Companies get more choice with RWT
From 2017-18, companies can choose to not deduct resident withholding tax on a fully imputed dividend paid to a corporate shareholder. A fully imputed dividend has a tax credit passed on because the company's already paid tax.
A third tax option for some shareholder-employees
Shareholder-employees of close companies (with five or fewer participants) who receive regular salary or wages, and variable amounts of other employment income, now have a third option as to how they pay tax.
They can now split their income so the base salary is subject to PAYE and the variable amount is paid out before tax. Previously they had to choose either one or the other.
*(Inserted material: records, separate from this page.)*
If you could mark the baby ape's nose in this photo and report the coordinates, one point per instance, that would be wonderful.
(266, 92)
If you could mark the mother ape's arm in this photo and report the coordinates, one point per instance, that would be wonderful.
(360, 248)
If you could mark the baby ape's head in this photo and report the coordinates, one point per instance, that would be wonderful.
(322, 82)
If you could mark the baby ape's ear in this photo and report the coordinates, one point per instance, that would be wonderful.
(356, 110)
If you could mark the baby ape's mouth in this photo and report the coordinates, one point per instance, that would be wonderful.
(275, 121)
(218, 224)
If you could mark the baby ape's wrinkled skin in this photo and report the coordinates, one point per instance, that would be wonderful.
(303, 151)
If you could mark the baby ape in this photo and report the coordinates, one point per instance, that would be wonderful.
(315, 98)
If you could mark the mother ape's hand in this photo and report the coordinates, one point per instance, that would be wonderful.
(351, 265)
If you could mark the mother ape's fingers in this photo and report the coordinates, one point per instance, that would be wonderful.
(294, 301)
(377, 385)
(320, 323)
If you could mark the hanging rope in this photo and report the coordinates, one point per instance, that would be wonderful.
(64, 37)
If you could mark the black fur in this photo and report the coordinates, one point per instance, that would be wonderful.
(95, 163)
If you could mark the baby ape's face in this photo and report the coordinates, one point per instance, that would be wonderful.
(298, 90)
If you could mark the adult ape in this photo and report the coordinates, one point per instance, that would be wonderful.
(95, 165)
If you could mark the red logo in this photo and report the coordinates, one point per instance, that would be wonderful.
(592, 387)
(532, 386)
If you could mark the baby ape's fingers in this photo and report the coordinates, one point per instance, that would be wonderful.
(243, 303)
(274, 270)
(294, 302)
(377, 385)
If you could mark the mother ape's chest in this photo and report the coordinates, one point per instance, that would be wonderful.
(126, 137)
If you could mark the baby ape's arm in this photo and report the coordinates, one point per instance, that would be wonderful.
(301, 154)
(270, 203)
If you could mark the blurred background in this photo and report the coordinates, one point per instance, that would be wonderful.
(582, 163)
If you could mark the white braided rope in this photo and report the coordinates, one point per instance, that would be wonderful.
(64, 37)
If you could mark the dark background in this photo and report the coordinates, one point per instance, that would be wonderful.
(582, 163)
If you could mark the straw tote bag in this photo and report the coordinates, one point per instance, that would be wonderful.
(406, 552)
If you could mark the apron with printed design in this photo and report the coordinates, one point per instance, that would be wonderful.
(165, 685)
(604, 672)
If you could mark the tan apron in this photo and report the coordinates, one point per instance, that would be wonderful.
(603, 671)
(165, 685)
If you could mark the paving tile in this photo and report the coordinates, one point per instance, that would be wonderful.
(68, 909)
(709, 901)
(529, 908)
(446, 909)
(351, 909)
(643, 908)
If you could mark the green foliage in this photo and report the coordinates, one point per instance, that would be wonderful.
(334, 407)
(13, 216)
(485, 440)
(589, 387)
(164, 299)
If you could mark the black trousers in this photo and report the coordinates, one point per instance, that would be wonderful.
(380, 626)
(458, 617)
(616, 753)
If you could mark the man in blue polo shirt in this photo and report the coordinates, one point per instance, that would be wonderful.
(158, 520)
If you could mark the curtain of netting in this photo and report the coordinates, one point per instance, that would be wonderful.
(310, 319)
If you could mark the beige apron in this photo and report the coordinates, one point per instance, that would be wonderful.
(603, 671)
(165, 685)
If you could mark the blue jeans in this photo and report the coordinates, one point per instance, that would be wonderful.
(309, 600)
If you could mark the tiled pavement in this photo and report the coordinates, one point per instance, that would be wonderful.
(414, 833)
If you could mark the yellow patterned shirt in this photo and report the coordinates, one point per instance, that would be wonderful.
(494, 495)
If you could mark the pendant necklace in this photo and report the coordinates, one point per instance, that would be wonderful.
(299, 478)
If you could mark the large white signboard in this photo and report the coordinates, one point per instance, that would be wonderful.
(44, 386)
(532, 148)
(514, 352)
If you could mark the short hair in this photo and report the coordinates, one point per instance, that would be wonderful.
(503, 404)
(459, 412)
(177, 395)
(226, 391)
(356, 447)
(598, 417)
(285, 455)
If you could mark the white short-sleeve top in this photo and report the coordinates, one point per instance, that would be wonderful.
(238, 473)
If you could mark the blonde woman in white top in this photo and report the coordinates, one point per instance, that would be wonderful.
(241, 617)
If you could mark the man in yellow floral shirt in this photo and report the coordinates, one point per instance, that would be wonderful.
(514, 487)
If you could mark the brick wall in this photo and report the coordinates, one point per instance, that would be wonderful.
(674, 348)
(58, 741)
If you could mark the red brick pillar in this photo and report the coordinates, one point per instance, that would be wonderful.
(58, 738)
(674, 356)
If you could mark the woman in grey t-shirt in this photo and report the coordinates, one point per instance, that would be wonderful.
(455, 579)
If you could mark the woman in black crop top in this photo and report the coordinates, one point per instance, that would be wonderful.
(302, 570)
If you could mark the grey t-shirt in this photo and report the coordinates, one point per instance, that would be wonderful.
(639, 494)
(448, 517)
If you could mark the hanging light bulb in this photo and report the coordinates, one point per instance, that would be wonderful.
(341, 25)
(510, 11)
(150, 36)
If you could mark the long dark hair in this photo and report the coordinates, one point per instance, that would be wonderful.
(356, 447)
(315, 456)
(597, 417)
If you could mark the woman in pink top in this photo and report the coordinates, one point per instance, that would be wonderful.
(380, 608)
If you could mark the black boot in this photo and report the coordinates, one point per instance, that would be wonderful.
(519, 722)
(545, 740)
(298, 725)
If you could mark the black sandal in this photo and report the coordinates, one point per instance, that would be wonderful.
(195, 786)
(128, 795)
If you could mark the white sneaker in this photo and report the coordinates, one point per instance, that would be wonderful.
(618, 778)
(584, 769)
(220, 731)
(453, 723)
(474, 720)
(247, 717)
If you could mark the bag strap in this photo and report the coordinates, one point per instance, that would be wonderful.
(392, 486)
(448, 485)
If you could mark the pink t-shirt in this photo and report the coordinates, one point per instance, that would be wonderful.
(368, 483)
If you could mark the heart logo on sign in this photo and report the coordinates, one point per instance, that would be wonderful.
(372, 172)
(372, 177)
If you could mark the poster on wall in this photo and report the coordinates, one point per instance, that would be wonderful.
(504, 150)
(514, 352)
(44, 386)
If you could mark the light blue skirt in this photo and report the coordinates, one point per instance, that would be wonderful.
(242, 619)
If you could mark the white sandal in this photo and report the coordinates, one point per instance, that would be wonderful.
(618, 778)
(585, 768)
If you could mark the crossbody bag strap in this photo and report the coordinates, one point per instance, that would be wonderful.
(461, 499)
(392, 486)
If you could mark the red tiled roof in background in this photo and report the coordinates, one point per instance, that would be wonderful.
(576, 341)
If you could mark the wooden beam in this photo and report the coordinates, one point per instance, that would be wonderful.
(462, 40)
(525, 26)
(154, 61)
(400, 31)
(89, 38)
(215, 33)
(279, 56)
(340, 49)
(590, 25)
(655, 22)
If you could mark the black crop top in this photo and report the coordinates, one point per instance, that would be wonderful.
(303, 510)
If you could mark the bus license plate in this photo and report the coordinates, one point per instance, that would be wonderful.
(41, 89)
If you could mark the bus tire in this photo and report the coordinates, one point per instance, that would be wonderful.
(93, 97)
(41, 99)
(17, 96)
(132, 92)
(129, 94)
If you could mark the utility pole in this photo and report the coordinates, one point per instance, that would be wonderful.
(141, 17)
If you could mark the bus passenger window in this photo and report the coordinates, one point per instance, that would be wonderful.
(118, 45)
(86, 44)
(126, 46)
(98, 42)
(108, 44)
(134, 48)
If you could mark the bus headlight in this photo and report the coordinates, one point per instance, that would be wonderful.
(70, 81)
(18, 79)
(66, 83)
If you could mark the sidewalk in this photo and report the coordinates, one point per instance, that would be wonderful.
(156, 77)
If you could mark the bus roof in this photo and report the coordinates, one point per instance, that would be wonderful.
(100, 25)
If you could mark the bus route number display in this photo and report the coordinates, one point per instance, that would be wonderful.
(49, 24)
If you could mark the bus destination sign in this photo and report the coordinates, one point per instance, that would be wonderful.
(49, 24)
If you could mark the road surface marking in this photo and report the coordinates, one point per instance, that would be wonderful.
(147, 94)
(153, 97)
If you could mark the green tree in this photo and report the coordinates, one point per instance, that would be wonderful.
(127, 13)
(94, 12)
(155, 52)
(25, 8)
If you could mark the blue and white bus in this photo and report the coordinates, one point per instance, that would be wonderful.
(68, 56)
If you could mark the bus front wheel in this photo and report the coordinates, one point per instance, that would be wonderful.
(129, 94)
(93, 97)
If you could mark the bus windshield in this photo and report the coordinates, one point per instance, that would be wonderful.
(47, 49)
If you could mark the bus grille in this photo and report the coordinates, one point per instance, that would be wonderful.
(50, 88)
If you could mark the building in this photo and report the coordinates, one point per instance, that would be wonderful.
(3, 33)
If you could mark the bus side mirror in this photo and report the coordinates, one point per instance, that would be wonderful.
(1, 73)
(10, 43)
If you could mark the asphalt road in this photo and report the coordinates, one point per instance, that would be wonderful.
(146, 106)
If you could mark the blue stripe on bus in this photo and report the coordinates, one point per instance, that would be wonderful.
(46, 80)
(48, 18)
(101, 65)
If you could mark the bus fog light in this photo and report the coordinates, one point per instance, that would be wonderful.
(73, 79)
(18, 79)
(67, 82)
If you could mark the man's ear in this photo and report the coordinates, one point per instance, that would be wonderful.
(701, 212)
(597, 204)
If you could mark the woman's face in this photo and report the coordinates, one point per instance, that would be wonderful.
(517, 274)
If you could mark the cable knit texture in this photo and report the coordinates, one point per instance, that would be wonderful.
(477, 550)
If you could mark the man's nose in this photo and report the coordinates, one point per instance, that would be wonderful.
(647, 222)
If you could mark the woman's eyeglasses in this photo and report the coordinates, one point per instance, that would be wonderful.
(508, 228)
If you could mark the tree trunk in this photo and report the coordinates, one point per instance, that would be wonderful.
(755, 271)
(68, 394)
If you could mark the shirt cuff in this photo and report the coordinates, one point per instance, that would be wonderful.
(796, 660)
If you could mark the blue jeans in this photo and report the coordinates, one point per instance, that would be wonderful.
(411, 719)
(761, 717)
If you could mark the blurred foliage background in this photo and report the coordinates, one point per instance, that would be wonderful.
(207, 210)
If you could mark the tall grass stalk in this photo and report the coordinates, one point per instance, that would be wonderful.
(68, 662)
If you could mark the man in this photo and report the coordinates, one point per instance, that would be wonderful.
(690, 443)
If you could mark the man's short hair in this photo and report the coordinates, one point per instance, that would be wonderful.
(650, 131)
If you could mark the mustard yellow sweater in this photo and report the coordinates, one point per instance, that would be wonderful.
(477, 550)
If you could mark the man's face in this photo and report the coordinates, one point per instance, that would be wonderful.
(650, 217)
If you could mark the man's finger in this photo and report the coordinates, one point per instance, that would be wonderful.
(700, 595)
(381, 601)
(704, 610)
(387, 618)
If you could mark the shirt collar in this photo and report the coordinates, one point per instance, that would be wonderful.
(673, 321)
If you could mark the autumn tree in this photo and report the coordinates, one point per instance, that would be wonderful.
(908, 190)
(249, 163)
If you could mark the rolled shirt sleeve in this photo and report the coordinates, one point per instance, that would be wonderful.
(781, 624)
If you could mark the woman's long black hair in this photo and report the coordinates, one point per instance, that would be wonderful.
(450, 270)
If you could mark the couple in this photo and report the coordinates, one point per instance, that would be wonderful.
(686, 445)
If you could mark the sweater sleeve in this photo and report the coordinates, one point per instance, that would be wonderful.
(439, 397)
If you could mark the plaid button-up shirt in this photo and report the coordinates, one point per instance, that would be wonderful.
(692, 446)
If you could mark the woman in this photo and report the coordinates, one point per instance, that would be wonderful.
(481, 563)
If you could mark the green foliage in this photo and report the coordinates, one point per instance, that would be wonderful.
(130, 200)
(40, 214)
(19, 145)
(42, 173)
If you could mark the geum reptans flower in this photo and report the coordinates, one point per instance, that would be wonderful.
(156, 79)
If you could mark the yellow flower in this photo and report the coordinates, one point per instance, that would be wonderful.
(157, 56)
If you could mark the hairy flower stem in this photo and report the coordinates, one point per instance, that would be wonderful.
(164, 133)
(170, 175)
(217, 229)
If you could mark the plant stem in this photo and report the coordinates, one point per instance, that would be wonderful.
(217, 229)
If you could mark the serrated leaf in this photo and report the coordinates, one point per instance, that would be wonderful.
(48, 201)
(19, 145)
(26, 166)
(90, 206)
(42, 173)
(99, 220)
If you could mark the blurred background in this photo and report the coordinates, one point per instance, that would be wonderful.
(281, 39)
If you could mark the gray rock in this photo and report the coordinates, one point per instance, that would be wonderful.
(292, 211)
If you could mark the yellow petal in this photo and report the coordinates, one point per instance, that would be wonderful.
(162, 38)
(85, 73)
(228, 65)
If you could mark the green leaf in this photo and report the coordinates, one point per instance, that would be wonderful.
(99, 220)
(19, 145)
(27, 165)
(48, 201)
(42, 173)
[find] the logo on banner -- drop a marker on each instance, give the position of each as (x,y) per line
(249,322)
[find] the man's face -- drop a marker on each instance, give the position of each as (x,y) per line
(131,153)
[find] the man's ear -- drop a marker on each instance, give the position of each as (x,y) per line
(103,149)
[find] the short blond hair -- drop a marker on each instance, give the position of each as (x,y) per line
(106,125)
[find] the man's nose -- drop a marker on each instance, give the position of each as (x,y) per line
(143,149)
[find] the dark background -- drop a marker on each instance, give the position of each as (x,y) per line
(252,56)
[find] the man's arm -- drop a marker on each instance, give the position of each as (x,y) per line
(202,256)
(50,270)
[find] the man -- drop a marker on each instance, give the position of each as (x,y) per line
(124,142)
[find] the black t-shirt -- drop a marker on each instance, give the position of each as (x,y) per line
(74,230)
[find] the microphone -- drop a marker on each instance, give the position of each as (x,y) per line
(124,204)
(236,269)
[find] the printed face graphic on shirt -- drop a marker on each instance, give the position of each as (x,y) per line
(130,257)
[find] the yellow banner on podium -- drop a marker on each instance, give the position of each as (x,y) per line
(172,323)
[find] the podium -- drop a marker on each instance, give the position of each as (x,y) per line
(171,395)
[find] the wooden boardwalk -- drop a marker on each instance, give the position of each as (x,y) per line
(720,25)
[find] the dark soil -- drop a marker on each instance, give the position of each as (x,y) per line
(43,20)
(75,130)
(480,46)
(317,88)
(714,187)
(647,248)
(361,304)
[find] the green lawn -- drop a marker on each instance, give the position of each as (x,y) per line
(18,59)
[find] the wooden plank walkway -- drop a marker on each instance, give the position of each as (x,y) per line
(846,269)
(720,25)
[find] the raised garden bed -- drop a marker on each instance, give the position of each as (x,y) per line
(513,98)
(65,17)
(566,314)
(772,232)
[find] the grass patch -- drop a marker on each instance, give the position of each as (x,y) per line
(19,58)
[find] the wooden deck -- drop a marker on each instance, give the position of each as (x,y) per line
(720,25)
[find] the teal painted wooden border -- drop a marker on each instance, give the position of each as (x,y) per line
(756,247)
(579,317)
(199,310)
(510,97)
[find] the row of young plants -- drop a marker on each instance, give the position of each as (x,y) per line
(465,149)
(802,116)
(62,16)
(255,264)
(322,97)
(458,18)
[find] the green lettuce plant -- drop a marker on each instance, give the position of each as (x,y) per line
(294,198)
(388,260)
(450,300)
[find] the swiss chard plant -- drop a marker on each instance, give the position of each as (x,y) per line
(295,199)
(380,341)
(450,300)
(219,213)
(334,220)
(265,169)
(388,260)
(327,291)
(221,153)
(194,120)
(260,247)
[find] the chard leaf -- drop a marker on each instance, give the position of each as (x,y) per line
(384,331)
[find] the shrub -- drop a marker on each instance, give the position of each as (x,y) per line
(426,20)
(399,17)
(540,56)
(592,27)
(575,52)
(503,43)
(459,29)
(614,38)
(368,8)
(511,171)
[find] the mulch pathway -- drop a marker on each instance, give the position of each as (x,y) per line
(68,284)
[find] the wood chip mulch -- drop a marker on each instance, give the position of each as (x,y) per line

A shareholder-employee who decides to either apply provisional tax to all their earnings, or use the new split method, is committed to either choice for three years.
It's complicated – imputation credit anomaly tackled
Companies owned in common, but not wholly owned, can now transfer imputation credits as part of what IRD calls "loss grouping".
Owned-in-common companies with part-owned loss-making businesses have been able to transfer losses to profit-making companies, benefiting both – except for imputation credits. The more tax paid, the more imputation credits available.
However, when losses were transferred to the profit-making company, the latter's tax bill shrank, meaning there were fewer imputation credits to be passed on.
The changes allow the "profit" company to pay a fully imputed dividend despite loss grouping, keeping the benefit of the loss transfer.
Not so complicated for LTCs, though
With the loss limitation rule being removed for most Look Through Companies, losses that were previously restricted and carried forward are now freed up from 2017-18 and available for offsetting against income. However, LTCs that carry on through a partnership or joint venture will still be subject to the loss limitation rule.
The loss limitation rule ensures the losses an owner can claim reflect their economic loss in the LTC. The deductions an owner can use are limited to the contribution the owner has made, or is liable for.